I blinked rapidly, willing away the sting of tears. No. Not now.
Taking a deep breath, I turned away from the mirror and grabbed my bag. I needed to leave. I needed distractions. A full day of lectures, assignments, and endless work. That was better.
Anything was better than staying here.
_
I took a deep breath, steadying myself before stepping out of our room. My fingers gripped the strap of my bag a little too tightly, as if anchoring myself.
As I descended the stairs, the air felt heavier, thicker—like a storm lingering just out of reach. My gaze flickered toward the living room, and there he was. Zavian.
He was sprawled across the sofa, his head tilted back against the cushions, eyes fixed on the ceiling. His expression was unreadable, but there was something in the set of his jaw, the way his fingers tapped absently against the armrest, that made my stomach twist.
Then, as if sensing me, his gaze shifted. Our eyes met.
For a fleeting second, something flickered in his dark eyes—something I couldn't place. But I didn't let myself linger. I tore my gaze away, expression carefully neutral, and kept walking.
No words were exchanged. No questions. No explanations.
Reaching the door, I pulled it open, the crisp morning air rushing to greet me. Without a backward glance, I stepped outside, letting the door click shut behind me.
The cold air stung my skin, but I welcomed it. Anything to ground me. Anything to keep me from looking back.
I walked down the steps, each one feeling heavier than the last. My heart pounded in my chest, but my face remained composed. Unreadable. Just like his.
I reached the street and exhaled, forcing my shoulders to relax. The city hummed around me—cars passing, distant chatter, the rustling of leaves in the morning breeze. Life moved on, indifferent to the storm raging inside me.
My fingers tightened around the strap of my bag as I started toward the bus stop. I could have waited for Zavian to offer me a ride. He always did. But today, I couldn't sit in that car, surrounded by silence thick enough to suffocate me.
No. I needed space. Distance.
As I stood waiting, my mind kept replaying last night—his cold stare, his cutting words.
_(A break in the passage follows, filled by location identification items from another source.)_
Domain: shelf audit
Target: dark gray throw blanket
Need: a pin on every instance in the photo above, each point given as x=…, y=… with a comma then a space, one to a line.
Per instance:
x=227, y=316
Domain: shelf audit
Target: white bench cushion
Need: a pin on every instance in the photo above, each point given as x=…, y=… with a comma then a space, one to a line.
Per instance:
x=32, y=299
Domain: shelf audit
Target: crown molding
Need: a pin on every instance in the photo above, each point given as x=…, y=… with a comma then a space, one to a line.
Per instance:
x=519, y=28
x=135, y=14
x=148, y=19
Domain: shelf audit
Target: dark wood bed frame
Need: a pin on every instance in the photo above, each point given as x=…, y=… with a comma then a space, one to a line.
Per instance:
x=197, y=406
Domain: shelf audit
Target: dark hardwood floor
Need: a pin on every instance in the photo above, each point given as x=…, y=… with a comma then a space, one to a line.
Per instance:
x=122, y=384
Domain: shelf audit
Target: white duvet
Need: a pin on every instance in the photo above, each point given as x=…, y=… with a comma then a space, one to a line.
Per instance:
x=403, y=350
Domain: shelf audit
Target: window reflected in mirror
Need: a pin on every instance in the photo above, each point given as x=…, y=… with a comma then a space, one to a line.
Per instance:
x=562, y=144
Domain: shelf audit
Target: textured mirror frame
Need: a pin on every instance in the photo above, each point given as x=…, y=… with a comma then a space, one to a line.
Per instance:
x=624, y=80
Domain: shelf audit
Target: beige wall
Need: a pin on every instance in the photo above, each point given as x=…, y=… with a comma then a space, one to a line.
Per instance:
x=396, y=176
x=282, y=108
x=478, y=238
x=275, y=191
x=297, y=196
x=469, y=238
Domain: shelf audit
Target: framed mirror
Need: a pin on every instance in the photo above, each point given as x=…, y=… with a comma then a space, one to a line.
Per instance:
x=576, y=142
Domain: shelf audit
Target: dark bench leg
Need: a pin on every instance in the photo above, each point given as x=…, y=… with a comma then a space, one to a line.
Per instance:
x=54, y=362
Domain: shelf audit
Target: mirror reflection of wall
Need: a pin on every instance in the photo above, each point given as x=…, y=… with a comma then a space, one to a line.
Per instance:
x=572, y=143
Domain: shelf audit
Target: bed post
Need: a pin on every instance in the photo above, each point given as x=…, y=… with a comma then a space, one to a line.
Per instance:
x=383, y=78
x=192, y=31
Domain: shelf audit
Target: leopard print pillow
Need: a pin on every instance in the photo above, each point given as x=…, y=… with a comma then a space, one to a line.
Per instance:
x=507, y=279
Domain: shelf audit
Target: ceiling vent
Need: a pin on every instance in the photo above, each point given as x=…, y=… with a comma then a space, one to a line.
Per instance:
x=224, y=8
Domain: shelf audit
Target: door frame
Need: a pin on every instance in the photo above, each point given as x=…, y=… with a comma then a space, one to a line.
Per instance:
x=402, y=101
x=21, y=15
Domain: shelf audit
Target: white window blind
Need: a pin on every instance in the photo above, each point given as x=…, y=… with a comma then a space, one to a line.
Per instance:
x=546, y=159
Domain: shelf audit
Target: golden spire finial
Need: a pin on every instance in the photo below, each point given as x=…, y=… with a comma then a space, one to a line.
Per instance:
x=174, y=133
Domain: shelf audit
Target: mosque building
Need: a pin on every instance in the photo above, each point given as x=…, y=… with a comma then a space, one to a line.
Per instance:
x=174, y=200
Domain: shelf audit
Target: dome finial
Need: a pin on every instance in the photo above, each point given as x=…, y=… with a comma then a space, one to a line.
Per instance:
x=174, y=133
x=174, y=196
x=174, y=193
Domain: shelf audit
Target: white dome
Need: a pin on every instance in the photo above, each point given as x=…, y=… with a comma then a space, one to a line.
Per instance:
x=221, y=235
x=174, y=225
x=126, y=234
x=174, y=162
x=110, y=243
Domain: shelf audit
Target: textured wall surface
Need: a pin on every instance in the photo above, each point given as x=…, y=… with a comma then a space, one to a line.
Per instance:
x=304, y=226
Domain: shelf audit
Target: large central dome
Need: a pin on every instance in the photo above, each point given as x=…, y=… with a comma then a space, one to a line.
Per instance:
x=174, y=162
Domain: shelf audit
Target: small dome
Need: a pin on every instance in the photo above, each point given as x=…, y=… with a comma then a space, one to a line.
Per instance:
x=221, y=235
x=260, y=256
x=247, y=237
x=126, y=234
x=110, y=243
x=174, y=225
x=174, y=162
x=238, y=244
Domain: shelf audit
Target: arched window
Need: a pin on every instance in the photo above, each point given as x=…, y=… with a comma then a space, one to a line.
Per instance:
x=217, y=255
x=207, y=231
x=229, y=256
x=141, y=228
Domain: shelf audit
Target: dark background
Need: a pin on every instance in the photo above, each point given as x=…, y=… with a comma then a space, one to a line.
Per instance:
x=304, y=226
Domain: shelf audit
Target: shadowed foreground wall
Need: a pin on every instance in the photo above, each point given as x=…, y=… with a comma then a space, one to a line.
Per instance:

You're the most random person I know, Mashal-e-Mehtaab.
I swallowed hard, my throat burning. Was it possible to be a stranger to the person you loved most? To the person who once loved you just as fiercely?
The bus arrived with a screech, breaking me out of my thoughts. I climbed on, choosing a seat by the window, and rested my head against the cool glass.
Maybe today would be different. Maybe I could drown myself in university work and pretend everything was fine. Pretend Zavian was still mine.
But deep down, I knew the truth.
Something was slipping away. And I was terrified it was him.